Learning XHTML: Monty Python Style

Learning XHTML: Monty Python Style


For reasons unknown to civilized (or uncivilized) man, all programming books are often immensely boring. Seriously. That is, until now. Today, Free Software Magazine presents (in conjunction with Andrew Min Writing Studios) Learning XHTML: Monty Python-Style.

Your name is King Arthur (or if you prefer, it could be Lancelot or Galahad or Bedivere or even Robin …). Your quest is to learn XHTML. And your favorite color is... you’ll get to that later. For now, all you need to know is that you need to watch the møøse. They can be very dangerous around here. In fact, they can swarm together and take over sentences, even whole paragraphs. No really! (The management apologises for the fault in the introductions. Those responsible have been sacked.)
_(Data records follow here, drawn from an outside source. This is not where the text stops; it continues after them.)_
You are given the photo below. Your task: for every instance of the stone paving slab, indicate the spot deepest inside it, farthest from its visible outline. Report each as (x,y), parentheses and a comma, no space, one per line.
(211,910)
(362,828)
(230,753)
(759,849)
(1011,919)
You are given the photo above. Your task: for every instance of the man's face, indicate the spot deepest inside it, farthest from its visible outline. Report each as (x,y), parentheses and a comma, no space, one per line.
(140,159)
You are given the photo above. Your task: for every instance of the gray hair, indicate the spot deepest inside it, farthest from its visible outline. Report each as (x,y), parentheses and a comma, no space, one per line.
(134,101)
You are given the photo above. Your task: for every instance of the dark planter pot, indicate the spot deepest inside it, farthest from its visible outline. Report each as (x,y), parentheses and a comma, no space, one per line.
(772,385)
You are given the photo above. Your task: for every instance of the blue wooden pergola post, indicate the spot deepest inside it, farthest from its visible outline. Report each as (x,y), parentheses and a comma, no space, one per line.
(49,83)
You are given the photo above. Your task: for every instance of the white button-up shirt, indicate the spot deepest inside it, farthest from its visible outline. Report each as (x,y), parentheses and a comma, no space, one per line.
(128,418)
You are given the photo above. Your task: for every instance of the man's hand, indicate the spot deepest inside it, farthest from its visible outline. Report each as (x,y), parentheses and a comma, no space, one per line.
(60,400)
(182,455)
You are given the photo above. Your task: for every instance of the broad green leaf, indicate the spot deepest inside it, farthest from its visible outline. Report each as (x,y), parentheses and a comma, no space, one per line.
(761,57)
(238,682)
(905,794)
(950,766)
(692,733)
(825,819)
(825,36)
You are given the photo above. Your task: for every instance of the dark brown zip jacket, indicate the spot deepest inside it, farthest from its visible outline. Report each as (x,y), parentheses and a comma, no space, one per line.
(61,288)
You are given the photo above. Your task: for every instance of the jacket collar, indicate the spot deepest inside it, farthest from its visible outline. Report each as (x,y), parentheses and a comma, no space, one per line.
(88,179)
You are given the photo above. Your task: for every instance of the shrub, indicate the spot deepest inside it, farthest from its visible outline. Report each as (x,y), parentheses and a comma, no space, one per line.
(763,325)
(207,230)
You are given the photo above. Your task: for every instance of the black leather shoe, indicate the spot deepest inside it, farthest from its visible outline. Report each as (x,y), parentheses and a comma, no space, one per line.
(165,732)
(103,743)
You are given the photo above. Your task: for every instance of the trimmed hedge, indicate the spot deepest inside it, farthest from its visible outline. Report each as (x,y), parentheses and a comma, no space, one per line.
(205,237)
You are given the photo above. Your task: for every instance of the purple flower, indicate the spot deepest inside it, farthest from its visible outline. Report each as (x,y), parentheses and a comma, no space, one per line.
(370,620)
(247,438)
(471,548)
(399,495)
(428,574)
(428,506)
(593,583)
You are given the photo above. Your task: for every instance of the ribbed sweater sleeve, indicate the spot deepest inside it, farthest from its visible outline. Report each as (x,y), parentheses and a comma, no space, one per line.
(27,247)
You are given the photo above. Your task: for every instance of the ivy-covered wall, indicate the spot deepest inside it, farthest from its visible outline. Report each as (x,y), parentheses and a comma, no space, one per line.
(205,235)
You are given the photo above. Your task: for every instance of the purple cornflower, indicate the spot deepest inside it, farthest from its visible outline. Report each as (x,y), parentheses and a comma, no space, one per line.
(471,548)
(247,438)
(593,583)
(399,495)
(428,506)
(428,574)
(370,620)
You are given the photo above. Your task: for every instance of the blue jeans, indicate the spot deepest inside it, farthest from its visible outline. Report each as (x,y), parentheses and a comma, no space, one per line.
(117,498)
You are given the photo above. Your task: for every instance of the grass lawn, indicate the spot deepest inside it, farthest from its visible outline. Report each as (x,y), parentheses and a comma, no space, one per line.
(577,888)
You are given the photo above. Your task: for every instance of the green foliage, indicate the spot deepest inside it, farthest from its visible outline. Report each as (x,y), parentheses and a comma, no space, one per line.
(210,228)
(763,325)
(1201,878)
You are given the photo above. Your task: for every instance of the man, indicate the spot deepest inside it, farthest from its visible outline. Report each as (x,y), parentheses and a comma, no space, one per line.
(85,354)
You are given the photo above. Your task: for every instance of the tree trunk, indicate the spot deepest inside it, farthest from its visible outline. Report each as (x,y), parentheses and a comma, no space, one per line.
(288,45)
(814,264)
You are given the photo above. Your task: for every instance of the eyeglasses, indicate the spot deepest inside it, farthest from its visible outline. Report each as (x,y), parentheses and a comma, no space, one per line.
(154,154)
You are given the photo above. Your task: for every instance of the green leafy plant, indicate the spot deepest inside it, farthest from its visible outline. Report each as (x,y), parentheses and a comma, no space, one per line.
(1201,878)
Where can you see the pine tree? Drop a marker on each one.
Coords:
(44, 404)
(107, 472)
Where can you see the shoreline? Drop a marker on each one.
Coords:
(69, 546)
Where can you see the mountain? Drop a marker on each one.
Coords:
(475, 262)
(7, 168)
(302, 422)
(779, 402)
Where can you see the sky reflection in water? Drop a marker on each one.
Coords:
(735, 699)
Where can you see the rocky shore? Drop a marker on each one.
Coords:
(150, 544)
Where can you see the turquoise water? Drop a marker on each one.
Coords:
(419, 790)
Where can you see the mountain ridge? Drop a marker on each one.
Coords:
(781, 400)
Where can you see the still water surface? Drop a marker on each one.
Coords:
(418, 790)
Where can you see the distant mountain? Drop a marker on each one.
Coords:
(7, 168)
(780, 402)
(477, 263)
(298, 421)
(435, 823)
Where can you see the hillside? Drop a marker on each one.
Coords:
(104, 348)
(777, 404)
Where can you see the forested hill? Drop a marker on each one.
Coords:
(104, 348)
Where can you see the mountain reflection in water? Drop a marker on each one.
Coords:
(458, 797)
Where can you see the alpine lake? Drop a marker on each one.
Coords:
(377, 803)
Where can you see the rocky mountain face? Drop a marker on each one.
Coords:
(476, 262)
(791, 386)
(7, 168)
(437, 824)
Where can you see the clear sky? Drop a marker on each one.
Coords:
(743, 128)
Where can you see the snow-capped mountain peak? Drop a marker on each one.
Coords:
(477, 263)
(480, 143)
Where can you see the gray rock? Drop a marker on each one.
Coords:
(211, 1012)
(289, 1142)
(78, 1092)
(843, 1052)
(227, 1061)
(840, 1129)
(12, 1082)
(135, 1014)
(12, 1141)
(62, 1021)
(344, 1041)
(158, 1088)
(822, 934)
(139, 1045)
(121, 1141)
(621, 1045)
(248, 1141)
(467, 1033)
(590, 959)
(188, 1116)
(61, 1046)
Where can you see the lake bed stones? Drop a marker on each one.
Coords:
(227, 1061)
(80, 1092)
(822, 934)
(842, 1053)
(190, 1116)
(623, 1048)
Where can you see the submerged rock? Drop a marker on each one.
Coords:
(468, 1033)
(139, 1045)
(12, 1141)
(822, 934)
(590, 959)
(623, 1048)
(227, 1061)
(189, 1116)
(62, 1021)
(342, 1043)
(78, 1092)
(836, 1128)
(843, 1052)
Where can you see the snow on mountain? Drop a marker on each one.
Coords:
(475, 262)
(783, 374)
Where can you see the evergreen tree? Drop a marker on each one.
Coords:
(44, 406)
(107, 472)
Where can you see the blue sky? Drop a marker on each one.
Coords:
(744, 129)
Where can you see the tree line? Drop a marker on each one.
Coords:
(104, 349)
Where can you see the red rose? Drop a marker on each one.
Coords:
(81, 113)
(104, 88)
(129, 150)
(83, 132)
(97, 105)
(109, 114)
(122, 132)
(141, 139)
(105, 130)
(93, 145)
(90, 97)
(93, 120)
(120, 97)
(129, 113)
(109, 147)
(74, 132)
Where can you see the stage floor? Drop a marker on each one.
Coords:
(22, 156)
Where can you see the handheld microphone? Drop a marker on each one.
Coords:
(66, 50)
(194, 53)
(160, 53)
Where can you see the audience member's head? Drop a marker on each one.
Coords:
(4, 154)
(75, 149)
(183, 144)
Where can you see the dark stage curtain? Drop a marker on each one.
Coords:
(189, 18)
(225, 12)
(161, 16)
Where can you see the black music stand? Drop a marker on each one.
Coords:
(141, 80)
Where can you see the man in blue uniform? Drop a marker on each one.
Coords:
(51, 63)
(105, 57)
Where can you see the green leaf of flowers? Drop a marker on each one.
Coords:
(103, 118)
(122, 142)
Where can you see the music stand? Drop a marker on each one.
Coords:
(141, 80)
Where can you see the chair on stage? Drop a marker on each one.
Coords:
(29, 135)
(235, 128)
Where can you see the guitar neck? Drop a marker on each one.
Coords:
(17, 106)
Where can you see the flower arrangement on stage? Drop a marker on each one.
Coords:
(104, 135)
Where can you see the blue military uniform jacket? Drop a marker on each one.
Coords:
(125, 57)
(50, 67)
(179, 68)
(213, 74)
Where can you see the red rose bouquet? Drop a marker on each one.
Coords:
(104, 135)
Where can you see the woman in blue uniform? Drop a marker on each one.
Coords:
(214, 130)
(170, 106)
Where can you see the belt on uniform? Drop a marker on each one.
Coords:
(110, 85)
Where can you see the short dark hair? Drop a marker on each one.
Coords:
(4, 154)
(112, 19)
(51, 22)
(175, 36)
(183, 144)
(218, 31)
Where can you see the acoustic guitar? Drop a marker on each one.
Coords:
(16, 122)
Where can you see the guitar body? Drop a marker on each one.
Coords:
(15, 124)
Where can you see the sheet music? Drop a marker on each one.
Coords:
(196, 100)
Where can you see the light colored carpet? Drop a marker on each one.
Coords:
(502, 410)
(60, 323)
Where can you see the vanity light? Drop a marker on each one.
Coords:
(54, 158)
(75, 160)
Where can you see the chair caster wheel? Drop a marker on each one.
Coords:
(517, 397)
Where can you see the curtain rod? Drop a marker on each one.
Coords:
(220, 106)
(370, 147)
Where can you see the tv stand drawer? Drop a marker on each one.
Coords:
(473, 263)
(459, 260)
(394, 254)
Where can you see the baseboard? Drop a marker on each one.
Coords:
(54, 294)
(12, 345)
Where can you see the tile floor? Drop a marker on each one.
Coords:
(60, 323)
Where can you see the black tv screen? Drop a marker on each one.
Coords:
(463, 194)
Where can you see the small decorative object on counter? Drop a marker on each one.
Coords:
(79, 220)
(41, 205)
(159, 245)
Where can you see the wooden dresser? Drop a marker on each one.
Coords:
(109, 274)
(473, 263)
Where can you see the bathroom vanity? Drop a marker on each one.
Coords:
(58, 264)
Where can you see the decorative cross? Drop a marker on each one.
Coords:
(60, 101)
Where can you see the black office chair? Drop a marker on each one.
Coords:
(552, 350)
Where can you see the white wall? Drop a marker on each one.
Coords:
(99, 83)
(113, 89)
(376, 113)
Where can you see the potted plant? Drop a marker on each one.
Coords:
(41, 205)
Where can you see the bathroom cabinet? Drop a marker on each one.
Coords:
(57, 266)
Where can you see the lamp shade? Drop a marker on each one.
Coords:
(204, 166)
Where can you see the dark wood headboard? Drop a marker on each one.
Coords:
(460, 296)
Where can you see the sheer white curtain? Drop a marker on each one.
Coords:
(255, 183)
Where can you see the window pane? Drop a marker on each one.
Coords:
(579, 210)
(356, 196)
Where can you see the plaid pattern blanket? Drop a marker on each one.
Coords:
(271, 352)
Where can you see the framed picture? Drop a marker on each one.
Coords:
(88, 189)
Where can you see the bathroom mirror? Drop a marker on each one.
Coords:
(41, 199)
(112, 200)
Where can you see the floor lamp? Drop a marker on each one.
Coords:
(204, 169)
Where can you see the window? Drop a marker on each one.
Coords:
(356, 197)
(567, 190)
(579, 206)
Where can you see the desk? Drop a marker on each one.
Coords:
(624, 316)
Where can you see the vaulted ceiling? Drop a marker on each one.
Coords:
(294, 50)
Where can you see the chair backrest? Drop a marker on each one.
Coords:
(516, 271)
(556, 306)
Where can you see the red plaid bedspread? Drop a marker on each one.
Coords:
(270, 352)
Introduction to XHTML and getting together the tools for it

You don’t go out and attack castles with Holy Grails without first knowing what a Holy Grail is. So, first you’ll get a little explanation. XHTML (eXtensible HyperText Markup Language) is a simple yet powerful markup language which utilizes tags. Tags are little strings of text enclosed by <> to let web browsers know what a web page contains.

Now that you know what XHTML is, you need to make sure you have all the materials you need (like coconuts and swallows and knights walking around clapping the coconuts). First, you’ll need some sort of XHTML editor. Most operating systems come with Notepad for Windows or TextEdit for OS X. However, these are extremely underpowered (even for basic programming). Using them is like trying to chop down a tree with a herring: impossible. For GNU/Linux users, the choice is easy: use Quanta Plus. If you absolutely /hate/ Quanta Plus (something I find very hard to understand!), try Scribes, another powerful programming tool. Windows users... should switch to GNU/Linux. But if you absolutely refuse to do that then try Notepad++. It’s not as powerful as Quanta Plus or Scribes (think King Arthur vs. Sir Lancelot), but if you like pain... go right ahead. OS X users have three options: use Smultron, a powerful editor for Mac users, install Quanta Plus using fink (a long and laborious project, but the end result is a powerful programming tool), or install GNU/Linux.

Writing a simple hello world page with paragraphs

Now that you know what you’re doing (always helpful), it’s time to write your first XHTML web page. Here it is:

<!DOCTYPE XHTML PUBLIC "-//W3C//DTD XHTML 4.01 Transitional//EN" "http://www.w3.org/TR/html4/loose.dtd">
<html>
<head>
<title>Hello World</title>
</head>
<body>
<p>Hello World</p>
</body>
</html>

That’s it! Just copy that into your programming editor, save it as helloworld.htm, and then double click on the file to run it. It will open a new page in your web browser that simply says, Hello World. Congratulations! You have now completed the first step of your XHTML career.

Now, it’s time to break it all up into little bite sized pieces that you could eat at that wedding feast Sir Lancelot broke up. First, look at the first line:

<!DOCTYPE XHTML PUBLIC "-//W3C//DTD XHTML 4.01 Transitional//EN" "http://www.w3.org/TR/html4/loose.dtd">

This is just a simple statement telling the world that this is an XHTML document. It should be at the beginning of every XHTML document.

<html>

This tells the world that this is the beginning of the XHTML document (just like meeting the Knights Who Say No? was the start of a hunt for a shrubbery). Remember that words surrounded by <> are tags.

<head>

This is the beginning of the “header” section of the XHTML document. This is unseen by the viewer, but relays important information to the browser.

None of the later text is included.